Agriculture, already languishing in Haiti, could also be at risk. In Haiti, where approximately 2.5 million people live in extreme poverty in mostly rural areas, the population is heavily dependent on subsistence agriculture, according to USAID. Staple crops include corn, rice, beans and plantains.
"A lot of the crops have washed away," Helle said. "Most crops have been completely destroyed."
When it comes to public health, "we're also going to have a food insecurity problem," Helle said.
With thousands of homes leveled during the storm, around 21,000 people are staying in 152 shelters, according to CBS News.
The conditions in those shelters are "terrible," Nixon Boumba, a Haiti-based country consultant for the American Jewish World Service, said in a Skype chat Thursday. AJWS is a nonprofit working to promote human rights and fight poverty in the developing world.

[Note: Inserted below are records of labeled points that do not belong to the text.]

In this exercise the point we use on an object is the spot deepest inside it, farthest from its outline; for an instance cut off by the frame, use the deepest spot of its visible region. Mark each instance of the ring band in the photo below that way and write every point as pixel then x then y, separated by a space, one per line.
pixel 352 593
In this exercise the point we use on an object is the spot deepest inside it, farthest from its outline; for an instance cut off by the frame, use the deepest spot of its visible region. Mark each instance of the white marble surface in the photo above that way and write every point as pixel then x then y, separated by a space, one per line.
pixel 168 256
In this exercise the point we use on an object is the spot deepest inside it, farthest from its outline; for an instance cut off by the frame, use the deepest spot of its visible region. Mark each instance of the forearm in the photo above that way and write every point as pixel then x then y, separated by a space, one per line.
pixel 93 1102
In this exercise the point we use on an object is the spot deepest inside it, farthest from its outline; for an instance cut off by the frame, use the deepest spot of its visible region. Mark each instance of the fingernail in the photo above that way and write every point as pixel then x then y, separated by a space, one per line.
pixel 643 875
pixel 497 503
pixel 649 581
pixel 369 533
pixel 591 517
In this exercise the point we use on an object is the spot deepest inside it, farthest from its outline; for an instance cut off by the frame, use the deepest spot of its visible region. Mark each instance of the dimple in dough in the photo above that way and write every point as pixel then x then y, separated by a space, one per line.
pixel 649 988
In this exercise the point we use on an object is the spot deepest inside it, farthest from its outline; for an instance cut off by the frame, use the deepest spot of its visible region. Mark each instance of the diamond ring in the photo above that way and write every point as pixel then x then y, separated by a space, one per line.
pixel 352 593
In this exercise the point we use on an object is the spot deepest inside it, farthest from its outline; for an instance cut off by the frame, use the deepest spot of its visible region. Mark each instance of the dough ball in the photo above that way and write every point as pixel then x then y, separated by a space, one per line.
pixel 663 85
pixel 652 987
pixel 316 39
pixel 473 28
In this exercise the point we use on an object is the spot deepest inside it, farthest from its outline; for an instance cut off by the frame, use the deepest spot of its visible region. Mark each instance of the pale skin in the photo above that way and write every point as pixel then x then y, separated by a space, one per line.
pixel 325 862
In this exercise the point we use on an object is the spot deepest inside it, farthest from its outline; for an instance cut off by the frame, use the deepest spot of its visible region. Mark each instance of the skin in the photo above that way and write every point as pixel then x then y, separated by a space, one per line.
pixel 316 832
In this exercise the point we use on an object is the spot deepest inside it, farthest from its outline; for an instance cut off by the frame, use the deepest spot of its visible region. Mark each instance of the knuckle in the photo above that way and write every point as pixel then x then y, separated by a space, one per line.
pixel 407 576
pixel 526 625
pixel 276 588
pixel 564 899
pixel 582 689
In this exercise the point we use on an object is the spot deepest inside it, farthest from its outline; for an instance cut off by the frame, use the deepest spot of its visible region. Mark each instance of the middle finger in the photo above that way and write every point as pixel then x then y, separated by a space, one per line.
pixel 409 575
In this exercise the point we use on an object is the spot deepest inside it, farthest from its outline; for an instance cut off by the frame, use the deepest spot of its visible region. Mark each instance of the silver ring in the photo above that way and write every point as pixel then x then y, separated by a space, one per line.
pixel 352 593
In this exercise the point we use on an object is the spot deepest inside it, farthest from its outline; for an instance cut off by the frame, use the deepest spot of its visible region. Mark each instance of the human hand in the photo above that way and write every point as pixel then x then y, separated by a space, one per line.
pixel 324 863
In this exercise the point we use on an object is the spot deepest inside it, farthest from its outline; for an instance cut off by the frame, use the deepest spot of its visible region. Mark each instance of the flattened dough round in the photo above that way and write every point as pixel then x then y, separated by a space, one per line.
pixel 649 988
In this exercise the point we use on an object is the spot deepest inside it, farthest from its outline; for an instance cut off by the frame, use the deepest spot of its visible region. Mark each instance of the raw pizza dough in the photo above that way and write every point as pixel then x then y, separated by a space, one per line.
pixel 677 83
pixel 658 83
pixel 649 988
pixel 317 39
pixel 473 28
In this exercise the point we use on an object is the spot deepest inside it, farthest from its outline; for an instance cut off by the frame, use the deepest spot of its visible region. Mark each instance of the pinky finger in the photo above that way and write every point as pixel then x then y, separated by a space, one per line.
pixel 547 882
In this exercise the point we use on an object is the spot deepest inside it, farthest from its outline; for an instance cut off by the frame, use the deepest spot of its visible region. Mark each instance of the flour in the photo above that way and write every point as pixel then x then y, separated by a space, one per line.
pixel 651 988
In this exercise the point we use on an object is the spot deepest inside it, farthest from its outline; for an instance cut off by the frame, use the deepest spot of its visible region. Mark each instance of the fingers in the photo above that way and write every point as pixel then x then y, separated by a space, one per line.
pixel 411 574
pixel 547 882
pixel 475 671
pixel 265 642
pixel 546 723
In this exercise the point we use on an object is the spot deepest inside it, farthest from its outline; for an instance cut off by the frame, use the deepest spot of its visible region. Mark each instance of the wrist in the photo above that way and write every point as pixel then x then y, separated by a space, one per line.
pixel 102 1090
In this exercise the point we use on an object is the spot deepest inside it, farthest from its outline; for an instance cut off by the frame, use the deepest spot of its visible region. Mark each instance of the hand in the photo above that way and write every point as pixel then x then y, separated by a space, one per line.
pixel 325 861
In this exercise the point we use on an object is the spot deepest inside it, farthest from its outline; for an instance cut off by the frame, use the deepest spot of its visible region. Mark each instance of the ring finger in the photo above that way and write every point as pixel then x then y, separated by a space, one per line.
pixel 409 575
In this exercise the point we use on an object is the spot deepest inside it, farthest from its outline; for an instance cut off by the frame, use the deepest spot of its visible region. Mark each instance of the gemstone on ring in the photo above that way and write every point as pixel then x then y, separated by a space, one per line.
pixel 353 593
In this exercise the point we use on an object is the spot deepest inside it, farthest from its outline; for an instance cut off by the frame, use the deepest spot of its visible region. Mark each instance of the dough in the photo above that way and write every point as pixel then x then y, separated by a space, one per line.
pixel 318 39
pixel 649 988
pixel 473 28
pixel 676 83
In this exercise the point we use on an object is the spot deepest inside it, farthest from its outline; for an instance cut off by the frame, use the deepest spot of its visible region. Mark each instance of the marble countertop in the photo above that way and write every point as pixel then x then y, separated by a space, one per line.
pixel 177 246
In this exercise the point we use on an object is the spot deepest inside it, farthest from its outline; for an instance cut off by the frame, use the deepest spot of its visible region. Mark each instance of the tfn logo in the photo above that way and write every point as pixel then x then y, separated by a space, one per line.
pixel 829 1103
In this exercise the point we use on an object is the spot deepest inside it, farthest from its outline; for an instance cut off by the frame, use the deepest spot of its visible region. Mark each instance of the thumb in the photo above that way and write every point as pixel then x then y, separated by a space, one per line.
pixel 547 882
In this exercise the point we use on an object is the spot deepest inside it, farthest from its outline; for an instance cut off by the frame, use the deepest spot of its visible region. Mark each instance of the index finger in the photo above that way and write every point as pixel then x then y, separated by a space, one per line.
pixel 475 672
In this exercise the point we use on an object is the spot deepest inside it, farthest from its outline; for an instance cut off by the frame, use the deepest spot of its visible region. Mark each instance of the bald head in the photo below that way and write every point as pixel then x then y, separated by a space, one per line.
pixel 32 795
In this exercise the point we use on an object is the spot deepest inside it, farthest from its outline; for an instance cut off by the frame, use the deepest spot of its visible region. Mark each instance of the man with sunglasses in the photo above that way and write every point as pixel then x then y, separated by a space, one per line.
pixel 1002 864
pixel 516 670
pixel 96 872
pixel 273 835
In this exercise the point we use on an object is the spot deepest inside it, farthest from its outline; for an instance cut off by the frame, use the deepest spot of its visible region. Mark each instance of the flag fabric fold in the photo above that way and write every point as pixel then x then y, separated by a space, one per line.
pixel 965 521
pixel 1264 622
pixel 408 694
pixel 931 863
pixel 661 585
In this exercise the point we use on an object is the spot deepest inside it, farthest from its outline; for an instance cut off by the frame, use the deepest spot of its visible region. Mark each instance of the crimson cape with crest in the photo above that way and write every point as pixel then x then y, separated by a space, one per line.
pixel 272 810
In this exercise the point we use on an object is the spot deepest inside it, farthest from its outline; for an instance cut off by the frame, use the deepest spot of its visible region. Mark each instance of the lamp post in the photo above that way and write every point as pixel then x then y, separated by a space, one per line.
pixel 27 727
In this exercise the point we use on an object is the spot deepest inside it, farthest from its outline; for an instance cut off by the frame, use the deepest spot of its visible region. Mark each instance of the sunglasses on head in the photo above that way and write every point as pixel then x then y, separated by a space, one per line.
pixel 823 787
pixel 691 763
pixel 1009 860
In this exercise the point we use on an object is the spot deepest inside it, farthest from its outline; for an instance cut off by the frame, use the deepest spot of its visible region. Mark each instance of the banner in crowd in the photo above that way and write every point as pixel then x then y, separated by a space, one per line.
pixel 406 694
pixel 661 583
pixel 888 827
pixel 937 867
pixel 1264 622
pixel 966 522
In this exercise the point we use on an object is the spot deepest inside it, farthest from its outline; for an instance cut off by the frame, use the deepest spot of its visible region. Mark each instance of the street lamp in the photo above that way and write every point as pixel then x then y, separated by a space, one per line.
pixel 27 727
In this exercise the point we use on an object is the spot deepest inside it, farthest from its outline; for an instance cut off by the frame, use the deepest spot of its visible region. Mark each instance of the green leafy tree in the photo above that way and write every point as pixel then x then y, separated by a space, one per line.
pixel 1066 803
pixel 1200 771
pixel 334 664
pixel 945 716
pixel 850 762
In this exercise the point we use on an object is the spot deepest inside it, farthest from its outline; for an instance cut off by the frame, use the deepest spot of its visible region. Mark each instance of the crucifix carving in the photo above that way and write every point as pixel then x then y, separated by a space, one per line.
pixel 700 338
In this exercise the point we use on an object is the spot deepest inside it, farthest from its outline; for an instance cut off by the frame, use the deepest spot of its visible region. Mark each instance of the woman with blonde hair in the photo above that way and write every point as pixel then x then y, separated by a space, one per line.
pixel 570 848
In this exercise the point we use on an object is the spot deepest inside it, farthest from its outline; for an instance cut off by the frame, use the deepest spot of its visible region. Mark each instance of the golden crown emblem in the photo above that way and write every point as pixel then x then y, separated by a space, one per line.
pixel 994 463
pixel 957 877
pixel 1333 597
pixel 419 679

In cases of humanitarian crises, like natural disasters, the organization funds relief efforts led by locals on the ground.
The shelters are over-crowded and "miss the basic needs like food, water, hygiene tools, beds" and more, Boumba said. "The government doesn't [have the] capacity to provide services that people need to live in those kinds of IDP [internally displaced person] camps with dignity."
Helle described the facilities as "very, very basic" — but at least the people in them are alive and safe, she pointed out.
"They've lost all their possessions, but they are safe, at least," Helle said.
The storm hit during a "very critical moment" in Haiti's history, according to Boumba. Between political instability, unemployment, a devalued national currency and the cholera epidemic that spawned in the wake of the 2010 earthquake, it was "the worst time" for Hurricane Matthew to have battered the country.
When people in Haiti heard the hurricane was coming, "it was a very bad feeling," Boumba said. There were "many concerns, particularly for the poorest people who live in [the] poorest areas."
As Matthew makes its way up the east coast of the U.S., humanitarian workers urge the international community not to forget about the devastation it unleashed in Haiti. The UNDP, for one, is raising public funds to support the recovery effort in Haiti.
People need to remember Haiti is experiencing a "critical humanitarian crisis," Boumba said.
As for how long it will take to rebuild in the wake of the storm, Helle said the UNDP is still focused on taking in the scope of the damage. For now, she said, "it's too early to tell."